The approval is based on data from the phase 3 KEYNOTE-A18 trial, in which Keytruda plus CRT demonstrated an improvement in progression-free survival (PFS), reducing the risk of disease progression or death by 41% (HR=0.59 [95% CI, 0.43-0.82]) compared to placebo plus CRT in patients with FIGO 2014 Stage III-IVA disease. Median PFS was not reached in either group. This approval marks the third indication for Keytruda in cervical cancer and the 39th indication for Keytruda in the US, as per pharmabiz.

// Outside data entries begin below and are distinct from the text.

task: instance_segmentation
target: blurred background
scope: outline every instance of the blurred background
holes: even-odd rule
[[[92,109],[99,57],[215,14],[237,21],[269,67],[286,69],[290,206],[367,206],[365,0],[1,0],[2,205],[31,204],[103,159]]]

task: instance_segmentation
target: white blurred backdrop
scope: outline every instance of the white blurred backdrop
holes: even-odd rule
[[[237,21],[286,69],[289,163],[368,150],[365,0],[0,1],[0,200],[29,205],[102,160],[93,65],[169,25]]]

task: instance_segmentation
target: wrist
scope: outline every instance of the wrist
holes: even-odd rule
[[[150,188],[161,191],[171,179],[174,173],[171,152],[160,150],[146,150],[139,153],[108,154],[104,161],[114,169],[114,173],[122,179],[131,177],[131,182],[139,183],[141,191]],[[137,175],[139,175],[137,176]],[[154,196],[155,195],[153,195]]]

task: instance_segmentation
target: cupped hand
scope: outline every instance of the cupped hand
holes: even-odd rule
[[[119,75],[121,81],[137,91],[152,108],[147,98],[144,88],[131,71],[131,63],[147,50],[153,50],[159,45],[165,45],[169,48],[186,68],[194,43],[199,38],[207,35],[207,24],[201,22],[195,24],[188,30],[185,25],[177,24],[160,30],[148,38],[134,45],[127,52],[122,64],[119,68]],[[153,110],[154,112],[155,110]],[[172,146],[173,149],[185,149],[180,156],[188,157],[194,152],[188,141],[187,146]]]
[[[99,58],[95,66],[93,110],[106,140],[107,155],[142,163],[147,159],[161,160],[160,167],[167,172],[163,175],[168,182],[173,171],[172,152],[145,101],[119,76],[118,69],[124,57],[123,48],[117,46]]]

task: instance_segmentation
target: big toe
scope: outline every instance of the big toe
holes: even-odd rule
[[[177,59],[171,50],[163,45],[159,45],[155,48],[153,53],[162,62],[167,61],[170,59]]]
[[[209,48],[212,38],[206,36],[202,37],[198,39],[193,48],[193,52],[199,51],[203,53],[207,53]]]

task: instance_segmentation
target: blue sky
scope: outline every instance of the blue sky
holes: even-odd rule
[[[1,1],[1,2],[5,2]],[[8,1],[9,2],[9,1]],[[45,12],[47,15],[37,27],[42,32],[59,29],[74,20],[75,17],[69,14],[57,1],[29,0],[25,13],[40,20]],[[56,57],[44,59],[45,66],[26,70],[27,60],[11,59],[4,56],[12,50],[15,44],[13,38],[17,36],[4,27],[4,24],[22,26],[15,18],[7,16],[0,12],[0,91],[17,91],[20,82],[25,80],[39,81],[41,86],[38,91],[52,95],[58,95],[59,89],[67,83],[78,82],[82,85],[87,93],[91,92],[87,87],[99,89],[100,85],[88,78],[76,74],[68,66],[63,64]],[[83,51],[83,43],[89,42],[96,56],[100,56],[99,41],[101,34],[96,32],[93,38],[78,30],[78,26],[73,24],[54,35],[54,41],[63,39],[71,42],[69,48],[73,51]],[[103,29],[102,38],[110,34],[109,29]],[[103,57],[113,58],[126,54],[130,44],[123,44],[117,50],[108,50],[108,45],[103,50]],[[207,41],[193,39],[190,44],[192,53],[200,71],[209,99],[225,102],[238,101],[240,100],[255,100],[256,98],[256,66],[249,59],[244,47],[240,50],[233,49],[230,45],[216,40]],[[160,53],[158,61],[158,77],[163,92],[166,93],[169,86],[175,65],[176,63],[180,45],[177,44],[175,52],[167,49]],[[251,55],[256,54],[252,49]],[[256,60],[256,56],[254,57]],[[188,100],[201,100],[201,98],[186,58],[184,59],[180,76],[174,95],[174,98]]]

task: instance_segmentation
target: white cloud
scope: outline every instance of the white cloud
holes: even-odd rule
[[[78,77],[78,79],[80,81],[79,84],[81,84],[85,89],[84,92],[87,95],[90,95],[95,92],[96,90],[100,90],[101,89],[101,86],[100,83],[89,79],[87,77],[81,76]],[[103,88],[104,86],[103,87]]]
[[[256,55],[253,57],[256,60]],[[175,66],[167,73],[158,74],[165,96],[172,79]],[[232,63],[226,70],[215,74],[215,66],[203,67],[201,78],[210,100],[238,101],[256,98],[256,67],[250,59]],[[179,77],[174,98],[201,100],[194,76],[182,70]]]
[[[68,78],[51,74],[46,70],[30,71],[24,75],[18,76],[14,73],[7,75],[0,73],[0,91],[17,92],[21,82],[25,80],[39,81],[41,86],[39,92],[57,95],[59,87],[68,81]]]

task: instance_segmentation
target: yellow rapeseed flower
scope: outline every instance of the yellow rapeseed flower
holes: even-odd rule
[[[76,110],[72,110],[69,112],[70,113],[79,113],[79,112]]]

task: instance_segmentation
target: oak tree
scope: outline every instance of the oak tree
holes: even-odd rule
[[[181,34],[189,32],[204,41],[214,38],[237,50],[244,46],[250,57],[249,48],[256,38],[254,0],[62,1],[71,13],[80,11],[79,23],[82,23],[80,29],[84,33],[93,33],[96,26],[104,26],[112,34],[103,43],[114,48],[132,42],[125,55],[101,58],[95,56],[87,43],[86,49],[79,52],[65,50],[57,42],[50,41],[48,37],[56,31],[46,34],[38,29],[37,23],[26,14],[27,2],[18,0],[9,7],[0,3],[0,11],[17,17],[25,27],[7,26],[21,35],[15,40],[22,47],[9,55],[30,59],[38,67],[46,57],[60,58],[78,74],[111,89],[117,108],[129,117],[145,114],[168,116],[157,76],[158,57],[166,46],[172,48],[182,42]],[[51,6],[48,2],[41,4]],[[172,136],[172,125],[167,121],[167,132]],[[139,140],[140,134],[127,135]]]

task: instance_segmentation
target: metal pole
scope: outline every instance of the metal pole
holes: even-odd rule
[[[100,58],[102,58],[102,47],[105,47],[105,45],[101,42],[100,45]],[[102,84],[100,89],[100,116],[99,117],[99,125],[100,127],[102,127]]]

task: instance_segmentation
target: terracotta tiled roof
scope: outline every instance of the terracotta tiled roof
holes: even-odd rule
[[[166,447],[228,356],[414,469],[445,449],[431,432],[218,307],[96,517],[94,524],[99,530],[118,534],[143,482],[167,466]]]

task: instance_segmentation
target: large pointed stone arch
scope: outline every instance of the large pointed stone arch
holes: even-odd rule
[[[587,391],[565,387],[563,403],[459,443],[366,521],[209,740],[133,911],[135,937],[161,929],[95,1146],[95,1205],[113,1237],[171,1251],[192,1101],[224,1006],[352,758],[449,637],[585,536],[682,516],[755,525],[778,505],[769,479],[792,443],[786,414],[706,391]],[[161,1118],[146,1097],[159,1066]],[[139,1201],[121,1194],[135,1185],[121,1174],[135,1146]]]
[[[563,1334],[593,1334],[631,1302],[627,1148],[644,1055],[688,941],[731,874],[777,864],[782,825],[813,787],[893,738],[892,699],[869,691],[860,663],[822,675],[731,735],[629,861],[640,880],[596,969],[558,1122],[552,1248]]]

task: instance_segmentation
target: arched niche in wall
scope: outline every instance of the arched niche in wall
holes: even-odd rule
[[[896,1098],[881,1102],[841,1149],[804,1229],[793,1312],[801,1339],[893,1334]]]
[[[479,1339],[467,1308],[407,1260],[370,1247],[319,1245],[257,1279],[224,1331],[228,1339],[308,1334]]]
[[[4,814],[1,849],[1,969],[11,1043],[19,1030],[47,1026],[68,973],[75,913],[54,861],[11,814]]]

“Today’s approval of Keytruda plus chemoradiotherapy is welcome news and gives patients with newly diagnosed FIGO 2014 Stage III-IVA cervical cancer, for the first time ever, the option of an anti-PD-1-based regimen to treat their cancer,” said Dr. Bradley Monk, oncologist and professor of obstetrics and gynaecology at University of Arizona’s College of Medicine and Creighton University School of Medicine. “This Keytruda-based regimen offers a new treatment option for these patients, so today’s approval has important implications for the way we treat them moving forward.”
Immune-mediated adverse reactions, which can be severe or lethal, can occur in any organ or tissue and affect several physiological systems at the same time. Keytruda medication can cause immune-mediated adverse responses such as pneumonitis, colitis, hepatitis, endocrinopathies, nephritis, dermatologic reactions, solid organ transplant rejection, and problems of allogeneic hematopoietic stem cell transplantation. The important immune-mediated adverse reactions listed here may not contain all potentially severe and fatal immune-mediated adverse events.